New legislation and regulations in Scotland are "disappointing for dogs"

Today the British Veterinary Association (BVA) and BVA Scottish Branch expressed disappointment at new Scottish Government legislation for dog welfare, including announcements on the sale and use of aversive training devices, and tail docking of working dogs.

The decision to prohibit the sale and use of electric pulse, sonic and spray collars in Scotland, unless under the guidance of an approved trainer or vet, has been cautiously welcomed by BVA, however the new regulations do not go far enough. In January this year BVA, along with the British Small Animal Veterinary Association (BSAVA), answered the government's consultation, and called for an all-out ban on these devices.

Although this new legislation will ban the sale of these items to the public, there is concern from vets and animal behaviourists that the devices will still be used by some as a method of training. This raises a number of welfare issues, such as the difficulty in accurately judging the level of electric pulse to apply to a dog without causing unnecessary suffering or understanding how variables, such as the dog being wet, can impact the electric pulse felt. Research also shows that aversive training collars are no more effective than positive reinforcement methods.

Grace Webster, President of the British Veterinary Association Scottish Branch, said:
“Electronic training devices, such as electric pulse collars, have a negative, painful effect on dogs and can cause them unnecessary suffering. We know from our own consultation with leading veterinary behaviourists that using fear as a training tool is less effective than positive reinforcement and can instead take a toll on the dog's overall welfare. We have grave concerns over how enforceability will work without an outright ban. We hoped that today's announcement would put a complete stop to the use of these training methods, however it is a small step forward and we will continue to lobby the government to further their legislation.”

Dog welfare in Scotland received a further negative lot with the overturn of the ban on tail docking for working dogs. Going forward working Spaniels and Hunt Point retrievers will be allowed to have one third of their tail removed in an attempt to prevent tail damage later in life.

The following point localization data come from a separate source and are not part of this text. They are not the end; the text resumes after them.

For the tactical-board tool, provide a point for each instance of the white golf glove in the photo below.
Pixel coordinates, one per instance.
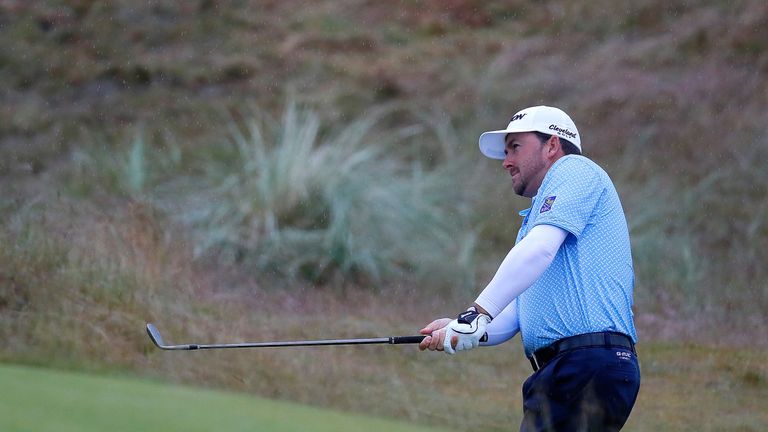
(469, 327)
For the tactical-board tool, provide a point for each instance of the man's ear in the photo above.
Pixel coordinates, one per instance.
(553, 145)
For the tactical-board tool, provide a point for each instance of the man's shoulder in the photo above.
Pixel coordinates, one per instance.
(577, 165)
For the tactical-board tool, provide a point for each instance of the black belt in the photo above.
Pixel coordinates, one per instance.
(602, 339)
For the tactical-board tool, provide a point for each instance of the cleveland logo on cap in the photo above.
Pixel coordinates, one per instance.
(565, 132)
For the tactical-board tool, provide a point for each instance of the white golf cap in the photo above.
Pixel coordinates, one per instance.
(544, 119)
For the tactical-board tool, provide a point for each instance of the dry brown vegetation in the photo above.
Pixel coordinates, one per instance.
(111, 111)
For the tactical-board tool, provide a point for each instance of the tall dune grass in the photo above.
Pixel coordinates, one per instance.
(346, 204)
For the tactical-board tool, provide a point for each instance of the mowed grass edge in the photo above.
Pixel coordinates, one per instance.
(48, 400)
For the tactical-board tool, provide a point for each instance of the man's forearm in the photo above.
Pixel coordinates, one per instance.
(523, 265)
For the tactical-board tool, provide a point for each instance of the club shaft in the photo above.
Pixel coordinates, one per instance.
(154, 334)
(295, 343)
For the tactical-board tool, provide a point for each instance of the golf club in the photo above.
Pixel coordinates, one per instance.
(154, 334)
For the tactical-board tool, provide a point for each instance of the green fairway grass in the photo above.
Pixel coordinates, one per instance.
(45, 400)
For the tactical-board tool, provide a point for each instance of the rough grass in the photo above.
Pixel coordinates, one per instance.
(107, 105)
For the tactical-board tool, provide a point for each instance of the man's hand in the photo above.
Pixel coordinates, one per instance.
(435, 332)
(466, 331)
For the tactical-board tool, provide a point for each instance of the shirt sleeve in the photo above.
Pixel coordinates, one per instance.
(523, 265)
(571, 196)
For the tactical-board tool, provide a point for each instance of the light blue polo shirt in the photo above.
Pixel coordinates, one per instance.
(589, 285)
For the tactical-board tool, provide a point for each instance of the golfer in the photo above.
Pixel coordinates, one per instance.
(566, 285)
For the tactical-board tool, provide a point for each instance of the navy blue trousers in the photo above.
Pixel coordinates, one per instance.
(585, 389)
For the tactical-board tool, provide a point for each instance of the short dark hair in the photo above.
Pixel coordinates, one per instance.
(568, 147)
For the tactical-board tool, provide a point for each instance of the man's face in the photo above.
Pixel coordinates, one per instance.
(526, 162)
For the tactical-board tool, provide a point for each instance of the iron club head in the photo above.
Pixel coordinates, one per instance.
(154, 334)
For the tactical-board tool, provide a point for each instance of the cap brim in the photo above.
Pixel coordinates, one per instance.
(492, 144)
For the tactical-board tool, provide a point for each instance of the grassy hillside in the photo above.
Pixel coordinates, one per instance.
(254, 170)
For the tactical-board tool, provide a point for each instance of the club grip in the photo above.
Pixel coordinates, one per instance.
(406, 339)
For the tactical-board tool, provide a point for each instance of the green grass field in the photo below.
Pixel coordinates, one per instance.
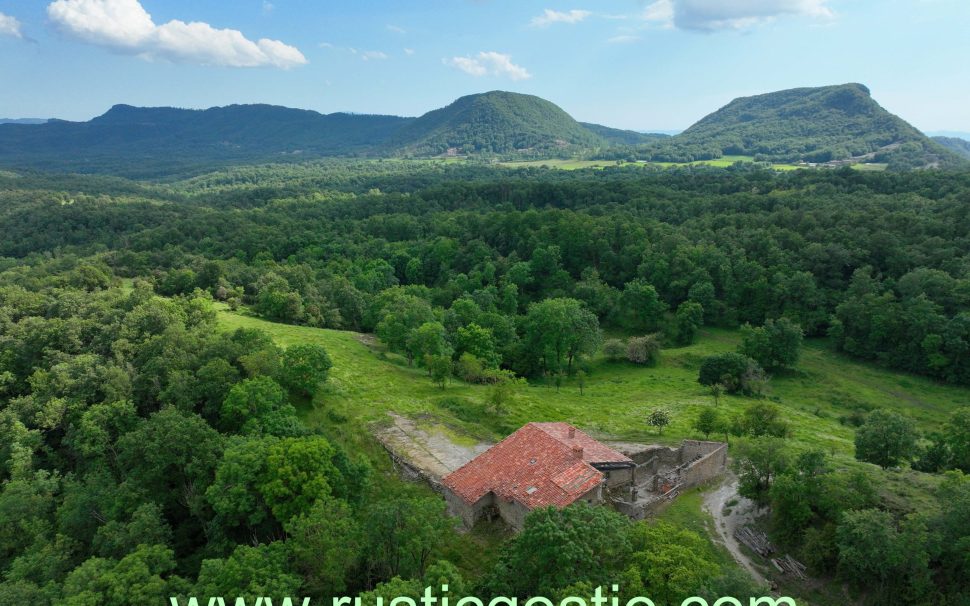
(366, 383)
(568, 164)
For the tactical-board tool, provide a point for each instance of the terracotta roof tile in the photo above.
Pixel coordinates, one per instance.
(541, 464)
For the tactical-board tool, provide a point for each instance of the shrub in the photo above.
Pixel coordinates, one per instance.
(736, 372)
(643, 350)
(614, 349)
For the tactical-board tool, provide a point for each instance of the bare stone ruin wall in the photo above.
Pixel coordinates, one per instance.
(711, 465)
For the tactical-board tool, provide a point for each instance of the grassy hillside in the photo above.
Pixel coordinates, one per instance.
(496, 122)
(616, 136)
(161, 137)
(955, 144)
(366, 383)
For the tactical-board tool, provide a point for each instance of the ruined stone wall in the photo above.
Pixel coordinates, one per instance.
(618, 477)
(512, 512)
(711, 465)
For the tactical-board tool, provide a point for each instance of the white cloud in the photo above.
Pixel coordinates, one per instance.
(549, 16)
(661, 11)
(10, 26)
(714, 15)
(125, 26)
(489, 63)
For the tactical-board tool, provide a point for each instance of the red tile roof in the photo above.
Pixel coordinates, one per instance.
(541, 464)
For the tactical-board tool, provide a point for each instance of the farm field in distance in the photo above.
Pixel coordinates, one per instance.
(367, 382)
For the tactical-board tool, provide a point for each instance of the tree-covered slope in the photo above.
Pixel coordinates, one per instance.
(165, 134)
(616, 136)
(955, 144)
(807, 124)
(496, 122)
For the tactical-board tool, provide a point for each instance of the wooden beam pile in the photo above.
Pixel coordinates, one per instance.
(755, 540)
(789, 565)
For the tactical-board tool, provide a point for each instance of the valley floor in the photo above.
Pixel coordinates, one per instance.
(367, 384)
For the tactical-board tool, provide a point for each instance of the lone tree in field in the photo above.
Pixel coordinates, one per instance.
(303, 368)
(659, 418)
(614, 349)
(886, 439)
(717, 390)
(735, 372)
(775, 345)
(687, 321)
(643, 350)
(439, 368)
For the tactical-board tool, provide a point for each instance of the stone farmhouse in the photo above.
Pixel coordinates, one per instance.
(555, 464)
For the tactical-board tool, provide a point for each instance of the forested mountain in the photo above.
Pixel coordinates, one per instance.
(830, 124)
(162, 135)
(824, 124)
(955, 144)
(616, 136)
(155, 443)
(496, 122)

BVA has long campaigned for a ban on tail docking and believes that puppies suffer unnecessary pain as a result of docking, and are deprived of a vital form of canine expression. Until recently Scotland has led the way on tail docking welfare for dogs with a complete ban of the practice, and this new announcement is a retrograde step for animal welfare in the country.

Gudrun Ravetz, President of the British Veterinary Association, said:
“After the clear leadership the Scottish Government has shown on tail docking, we are saddened at the decision to reverse its stance. BVA has carefully considered all the evidence and remains convinced that tail docking in dogs is detrimental to animal welfare.”